Orlando Hotel Occupancy Dips Almost 6%


Tuesday, August 18th, 2009


Orlando Travel InformationIt may be the vacation capital of the world, but Orlando, Florida is not immune to the state of the economy and the effects of fewer travelers this summer. According to a recent report by Smith Travel Research, hotel occupancy in metro Orlando fell 5.7 percent during the first week of August compared to the same week last year.

To stimulate travel, many hotels have dropped their rates by an average of nearly 12 percent compared to the same time last year, with the average room rate ranking in at under $80 per night.

Driving more revenue to properties around Orlando has become a challenge, especially during the peak summer months that are historically slower for the travel and vacation sector in Florida overall.  Hotels are trying to book up rooms by offering deeper discounts to Florida residents, extending discounted packages that include accommodations, dining and property credits, and even offering reduced rates for future stays on the property as incentives.

Still, hotel occupancy rates in Orlando continue to dwindle and are barely catching up to last year's averages. On a national scale, U.S. air travel was down 9.3% for May, and many travelers simply decided to settle for a 'staycation' this summer in hopes of saving money.

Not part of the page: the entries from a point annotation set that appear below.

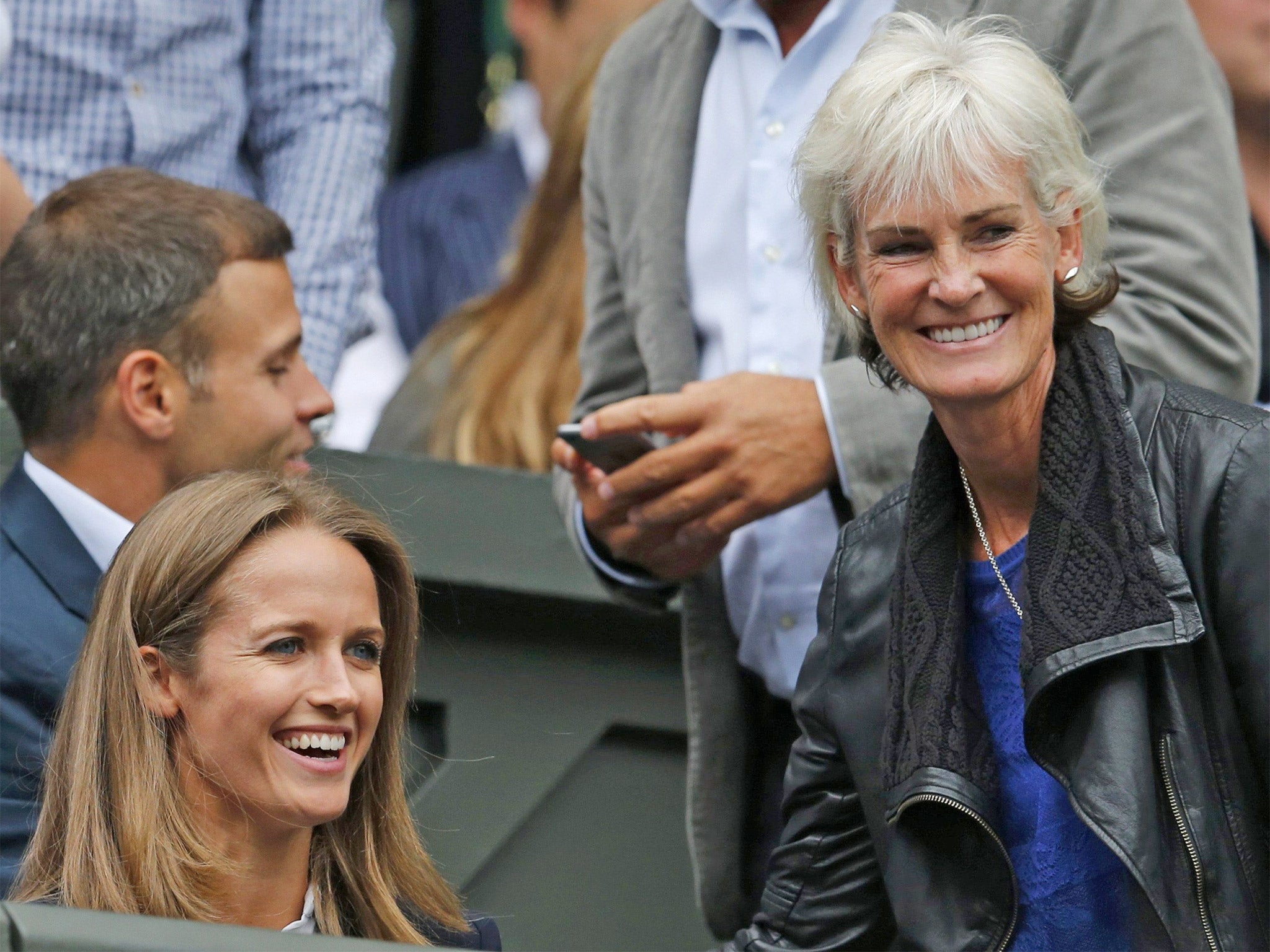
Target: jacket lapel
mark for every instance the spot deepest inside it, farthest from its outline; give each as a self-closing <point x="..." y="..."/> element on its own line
<point x="37" y="531"/>
<point x="665" y="329"/>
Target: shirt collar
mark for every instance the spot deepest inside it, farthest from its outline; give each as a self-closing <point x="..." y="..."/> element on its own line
<point x="521" y="116"/>
<point x="308" y="923"/>
<point x="99" y="528"/>
<point x="747" y="14"/>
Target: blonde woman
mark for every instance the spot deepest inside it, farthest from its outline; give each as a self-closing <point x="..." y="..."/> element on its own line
<point x="230" y="744"/>
<point x="494" y="380"/>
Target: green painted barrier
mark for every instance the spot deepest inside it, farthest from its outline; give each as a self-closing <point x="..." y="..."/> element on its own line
<point x="40" y="928"/>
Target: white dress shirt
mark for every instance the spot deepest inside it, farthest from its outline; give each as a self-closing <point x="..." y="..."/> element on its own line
<point x="308" y="923"/>
<point x="99" y="528"/>
<point x="521" y="116"/>
<point x="752" y="295"/>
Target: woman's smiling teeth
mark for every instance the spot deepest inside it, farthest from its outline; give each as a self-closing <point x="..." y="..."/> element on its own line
<point x="321" y="744"/>
<point x="967" y="332"/>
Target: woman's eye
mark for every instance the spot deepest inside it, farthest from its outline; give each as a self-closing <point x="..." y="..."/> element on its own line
<point x="900" y="249"/>
<point x="996" y="232"/>
<point x="366" y="651"/>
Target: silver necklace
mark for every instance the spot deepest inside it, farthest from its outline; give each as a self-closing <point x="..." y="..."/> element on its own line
<point x="984" y="539"/>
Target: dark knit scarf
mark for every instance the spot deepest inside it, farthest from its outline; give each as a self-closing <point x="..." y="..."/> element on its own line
<point x="1089" y="570"/>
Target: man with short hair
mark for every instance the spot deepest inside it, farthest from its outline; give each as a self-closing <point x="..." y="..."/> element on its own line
<point x="149" y="334"/>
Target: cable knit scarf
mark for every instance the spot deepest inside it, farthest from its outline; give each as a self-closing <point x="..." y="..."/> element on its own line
<point x="1089" y="573"/>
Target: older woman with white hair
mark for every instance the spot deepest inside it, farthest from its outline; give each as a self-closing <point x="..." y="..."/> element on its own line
<point x="1036" y="715"/>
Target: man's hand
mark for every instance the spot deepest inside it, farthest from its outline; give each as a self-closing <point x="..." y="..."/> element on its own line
<point x="752" y="444"/>
<point x="658" y="550"/>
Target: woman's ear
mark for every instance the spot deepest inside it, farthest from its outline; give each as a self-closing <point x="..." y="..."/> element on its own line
<point x="159" y="696"/>
<point x="1071" y="247"/>
<point x="849" y="288"/>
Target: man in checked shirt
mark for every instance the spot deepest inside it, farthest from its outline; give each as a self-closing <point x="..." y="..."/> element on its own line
<point x="281" y="100"/>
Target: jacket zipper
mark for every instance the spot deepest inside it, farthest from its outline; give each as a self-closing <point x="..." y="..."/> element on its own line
<point x="992" y="833"/>
<point x="1189" y="842"/>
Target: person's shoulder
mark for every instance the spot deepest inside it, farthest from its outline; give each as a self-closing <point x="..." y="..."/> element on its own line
<point x="641" y="47"/>
<point x="488" y="173"/>
<point x="482" y="935"/>
<point x="1186" y="403"/>
<point x="884" y="518"/>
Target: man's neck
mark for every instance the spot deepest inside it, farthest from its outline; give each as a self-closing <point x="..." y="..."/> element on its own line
<point x="793" y="19"/>
<point x="115" y="475"/>
<point x="1253" y="126"/>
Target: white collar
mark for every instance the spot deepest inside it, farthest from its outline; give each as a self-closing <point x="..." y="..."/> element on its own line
<point x="520" y="115"/>
<point x="747" y="14"/>
<point x="306" y="924"/>
<point x="99" y="528"/>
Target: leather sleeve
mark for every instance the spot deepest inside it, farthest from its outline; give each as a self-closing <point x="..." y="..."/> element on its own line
<point x="1242" y="586"/>
<point x="825" y="888"/>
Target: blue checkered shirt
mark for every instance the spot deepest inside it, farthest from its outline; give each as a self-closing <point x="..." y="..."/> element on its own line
<point x="285" y="100"/>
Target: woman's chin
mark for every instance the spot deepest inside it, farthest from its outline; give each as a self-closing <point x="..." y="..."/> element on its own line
<point x="966" y="385"/>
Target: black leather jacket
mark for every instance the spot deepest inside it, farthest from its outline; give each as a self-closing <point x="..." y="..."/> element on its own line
<point x="1158" y="733"/>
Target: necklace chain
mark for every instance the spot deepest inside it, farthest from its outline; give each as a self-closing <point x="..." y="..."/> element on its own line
<point x="984" y="539"/>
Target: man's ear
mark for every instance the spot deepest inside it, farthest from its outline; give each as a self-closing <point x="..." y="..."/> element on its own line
<point x="849" y="288"/>
<point x="153" y="392"/>
<point x="159" y="696"/>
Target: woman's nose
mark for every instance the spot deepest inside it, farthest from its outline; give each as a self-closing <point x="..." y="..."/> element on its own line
<point x="956" y="281"/>
<point x="332" y="687"/>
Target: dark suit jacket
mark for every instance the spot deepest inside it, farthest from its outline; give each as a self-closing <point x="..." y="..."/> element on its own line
<point x="443" y="229"/>
<point x="47" y="580"/>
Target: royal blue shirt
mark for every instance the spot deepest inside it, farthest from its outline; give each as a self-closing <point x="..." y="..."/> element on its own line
<point x="1072" y="889"/>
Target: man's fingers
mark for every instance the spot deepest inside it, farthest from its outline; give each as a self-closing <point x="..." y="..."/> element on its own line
<point x="659" y="470"/>
<point x="563" y="455"/>
<point x="696" y="498"/>
<point x="718" y="524"/>
<point x="659" y="413"/>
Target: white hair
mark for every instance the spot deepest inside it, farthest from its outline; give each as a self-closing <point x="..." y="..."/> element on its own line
<point x="928" y="108"/>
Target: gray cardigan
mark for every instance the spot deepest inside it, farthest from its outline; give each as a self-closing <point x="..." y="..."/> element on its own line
<point x="1157" y="117"/>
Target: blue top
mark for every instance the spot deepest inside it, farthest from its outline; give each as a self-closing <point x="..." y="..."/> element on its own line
<point x="1072" y="890"/>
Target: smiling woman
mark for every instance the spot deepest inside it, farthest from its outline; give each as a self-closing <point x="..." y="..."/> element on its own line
<point x="1036" y="715"/>
<point x="230" y="744"/>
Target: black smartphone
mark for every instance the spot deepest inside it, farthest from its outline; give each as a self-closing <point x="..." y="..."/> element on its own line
<point x="609" y="454"/>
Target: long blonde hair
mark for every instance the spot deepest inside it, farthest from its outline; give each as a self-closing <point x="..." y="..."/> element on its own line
<point x="515" y="366"/>
<point x="116" y="832"/>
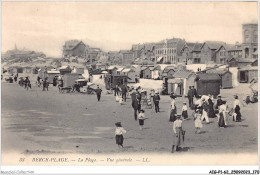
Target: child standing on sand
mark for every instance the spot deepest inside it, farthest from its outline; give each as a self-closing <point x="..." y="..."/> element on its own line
<point x="197" y="120"/>
<point x="184" y="111"/>
<point x="141" y="118"/>
<point x="119" y="134"/>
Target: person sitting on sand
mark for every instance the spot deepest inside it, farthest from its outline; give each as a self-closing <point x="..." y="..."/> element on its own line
<point x="119" y="134"/>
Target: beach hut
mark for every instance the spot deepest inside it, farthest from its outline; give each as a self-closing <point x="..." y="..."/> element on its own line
<point x="51" y="74"/>
<point x="69" y="79"/>
<point x="247" y="74"/>
<point x="65" y="70"/>
<point x="78" y="70"/>
<point x="175" y="86"/>
<point x="119" y="71"/>
<point x="225" y="77"/>
<point x="168" y="71"/>
<point x="112" y="80"/>
<point x="187" y="78"/>
<point x="112" y="70"/>
<point x="146" y="73"/>
<point x="156" y="72"/>
<point x="207" y="83"/>
<point x="131" y="75"/>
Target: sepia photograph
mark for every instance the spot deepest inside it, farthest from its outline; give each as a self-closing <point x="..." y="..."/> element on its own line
<point x="129" y="83"/>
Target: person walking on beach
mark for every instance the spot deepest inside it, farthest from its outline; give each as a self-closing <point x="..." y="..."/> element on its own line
<point x="119" y="134"/>
<point x="156" y="100"/>
<point x="173" y="109"/>
<point x="197" y="121"/>
<point x="141" y="118"/>
<point x="204" y="111"/>
<point x="222" y="118"/>
<point x="179" y="133"/>
<point x="116" y="90"/>
<point x="98" y="92"/>
<point x="124" y="91"/>
<point x="219" y="102"/>
<point x="211" y="112"/>
<point x="135" y="105"/>
<point x="190" y="96"/>
<point x="237" y="114"/>
<point x="184" y="111"/>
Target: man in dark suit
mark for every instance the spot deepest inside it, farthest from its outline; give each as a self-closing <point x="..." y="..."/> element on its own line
<point x="124" y="91"/>
<point x="194" y="91"/>
<point x="98" y="92"/>
<point x="190" y="96"/>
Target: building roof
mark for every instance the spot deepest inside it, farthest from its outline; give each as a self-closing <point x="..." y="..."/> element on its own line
<point x="213" y="45"/>
<point x="136" y="47"/>
<point x="112" y="67"/>
<point x="247" y="60"/>
<point x="53" y="72"/>
<point x="207" y="77"/>
<point x="120" y="69"/>
<point x="126" y="51"/>
<point x="65" y="68"/>
<point x="197" y="47"/>
<point x="159" y="59"/>
<point x="71" y="44"/>
<point x="168" y="68"/>
<point x="231" y="47"/>
<point x="149" y="46"/>
<point x="175" y="81"/>
<point x="182" y="74"/>
<point x="127" y="70"/>
<point x="255" y="68"/>
<point x="144" y="68"/>
<point x="218" y="71"/>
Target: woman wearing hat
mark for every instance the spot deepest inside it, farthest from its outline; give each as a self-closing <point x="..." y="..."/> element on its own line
<point x="211" y="112"/>
<point x="237" y="114"/>
<point x="222" y="115"/>
<point x="197" y="121"/>
<point x="119" y="134"/>
<point x="156" y="100"/>
<point x="184" y="111"/>
<point x="173" y="109"/>
<point x="178" y="133"/>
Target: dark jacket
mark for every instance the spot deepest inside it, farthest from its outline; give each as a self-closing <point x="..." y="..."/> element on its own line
<point x="156" y="98"/>
<point x="98" y="91"/>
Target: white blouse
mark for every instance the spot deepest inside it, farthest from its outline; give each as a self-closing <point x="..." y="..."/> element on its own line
<point x="120" y="131"/>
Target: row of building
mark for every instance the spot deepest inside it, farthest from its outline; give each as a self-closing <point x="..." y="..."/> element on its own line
<point x="172" y="51"/>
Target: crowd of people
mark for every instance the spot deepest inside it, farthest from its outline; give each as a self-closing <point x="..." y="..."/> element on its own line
<point x="203" y="109"/>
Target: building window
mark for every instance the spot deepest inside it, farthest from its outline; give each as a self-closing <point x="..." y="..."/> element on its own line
<point x="196" y="60"/>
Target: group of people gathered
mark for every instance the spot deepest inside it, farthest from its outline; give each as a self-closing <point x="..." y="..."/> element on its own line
<point x="203" y="106"/>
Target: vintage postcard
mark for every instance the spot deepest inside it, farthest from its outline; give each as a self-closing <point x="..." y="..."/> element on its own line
<point x="129" y="83"/>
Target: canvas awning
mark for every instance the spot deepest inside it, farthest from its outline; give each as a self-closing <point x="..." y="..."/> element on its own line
<point x="104" y="72"/>
<point x="53" y="72"/>
<point x="159" y="59"/>
<point x="175" y="81"/>
<point x="81" y="80"/>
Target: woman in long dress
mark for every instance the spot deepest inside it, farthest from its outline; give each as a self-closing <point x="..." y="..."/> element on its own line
<point x="179" y="133"/>
<point x="173" y="109"/>
<point x="222" y="115"/>
<point x="211" y="112"/>
<point x="237" y="114"/>
<point x="197" y="121"/>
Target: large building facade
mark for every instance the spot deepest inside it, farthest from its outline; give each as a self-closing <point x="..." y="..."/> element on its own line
<point x="74" y="48"/>
<point x="250" y="40"/>
<point x="169" y="50"/>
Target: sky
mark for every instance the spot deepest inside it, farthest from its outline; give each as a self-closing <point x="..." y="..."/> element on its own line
<point x="111" y="26"/>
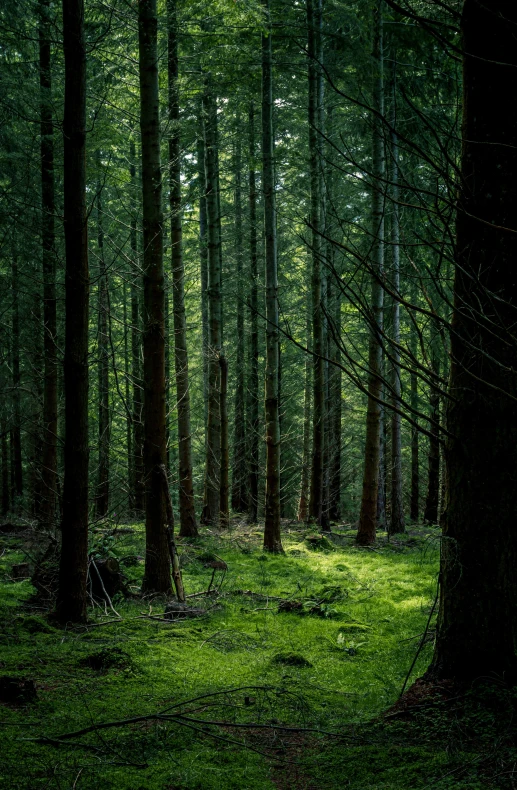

Florida residents have historically enjoyed discounted room rates and travel packages for hotels in Orlando, but with the recession underway, many hoteliers are offering even more attractive offers just to fill up rooms. Orlando residents who are opting for the staycation can find some great deals on hotel rates throughout the city, with discounts of up to 25 to 40 percent or more standard room rates through the month of August. Some hotels are also offering discounts for the Fall months so that they do not have to go through another cycle of empty rooms next season.